Tuesday, October 29, 2013

Why is China Isolating Japan and the Philippines?

By Zachary Keck
The Diplomat
Image credit: Xi Jinping via Shutterstock
Image credit: Xi Jinping via Shutterstock
One of the more curious aspects of China’s greater assertiveness in recent years has been its comprehensiveness.
Historically Chinese leaders have pursued a divide and conquer policy towards their neighbors, and with great success. Over the last year or two, however, China has seemingly tangled with just about anyone and everyone (arguably excluding Russia and Pakistan). In certain cases, like the incident last year where it issued new visas that sported an expansive map of China on it, Beijing has simultaneously angered most of its neighbors with a single, pointless action.
The results have been all too predictable: China’s neighbors have increasingly banded together in an attempt to offset Beijing’s superior power.
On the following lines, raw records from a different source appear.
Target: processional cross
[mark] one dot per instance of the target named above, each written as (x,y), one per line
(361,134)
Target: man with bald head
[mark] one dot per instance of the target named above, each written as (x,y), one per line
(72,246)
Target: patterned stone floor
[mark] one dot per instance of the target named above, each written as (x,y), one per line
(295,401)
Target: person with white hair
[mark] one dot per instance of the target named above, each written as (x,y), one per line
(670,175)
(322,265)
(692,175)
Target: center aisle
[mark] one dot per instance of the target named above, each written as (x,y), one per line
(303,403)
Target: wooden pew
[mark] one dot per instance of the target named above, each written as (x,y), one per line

Thus, we’ve witnessed developments like India’s Look East policy finally gaining some traction, while Japan has greatly expanded its influence in ASEAN. At the same time, China’s neighbors have increasingly courted external powers to assist them in their efforts to balance its rise.
Over the last couple of months China has begun walking back this policy. Thus, Xi Jinping and China’s top leaders have revamped their predecessor’s smile diplomacy in places like Central and Southeast Asia. They have also courted India after repeatedly provoking it earlier in the year. Even relations with the U.S. have gradually improved, as is evident from the growing military-to-military ties between the two powers.
Two nations that have been pointedly excluded from China’s charm offensive are the Philippines and Japan. Beijing has made it a point of maintaining tensions with them and rejected overtures from their respective leaders.
This is generally in line with a “divide-and-conquer” strategy. Nevertheless, it raises the obvious question of why Chinese leaders have decided to retain tensions with the Philippines and Japan while improving them with other countries, even those it maintains territorial disputes with such as Vietnam and India.
There are a number of possibilities. With regards to Japan at least, Chinese scholars have noted that Beijing views the outstanding dispute over the Diaoyu/Senkaku Islands as qualitatively different from its other territorial disputes. As Fudan University’s Shen Dingli has explained, “For the East China Sea, it is more political. China considers we have been invaded by Japan, and Japan has stolen our island. But for South China Sea, it’s largely about economics.” Still, this can only explain why China has targeted Japan, not the Philippines.
Another possibility is that China has decided to target Japan and the Philippines because they are treaty allies of the United States. Leaders in Beijing may therefore calculate that China has less to lose by clashing with Manila and Tokyo because they are already firmly in America’s camp. By contrast, antagonizing countries like Vietnam and India risks pushing them into the U.S. camp, as has indeed been happening.
It’s worth noting, however, that China hasn’t targeted other U.S. treaty allies like Thailand and South Korea, and indeed has been courting them. However, Beijing doesn’t have outstanding territorial disputes with Thailand or South Korea (at least South Korea as it’s currently configured).
A less obvious but equally intriguing possibility is that Japan and the Philippines are being targeted because they don’t share land borders with China. As is well known, China has spent the last few decades overhauling its naval and air force while paying relatively less attention to its traditionally dominant land forces. It has had the ahistorical luxury of doing so because it was largely pacified its land borders with its neighbors, sometimes by agreeing to make concessions.
China’s continued projection of power outward depends largely on its ability to maintain tranquil land borders. Intense and prolonged disputes with neighbors that it shares borders with could therefore put its march out to sea in jeopardy. Thus, if China wishes to maintain strained ties with any powers, it has relatively less to loss by doing so with countries that don’t border it on land.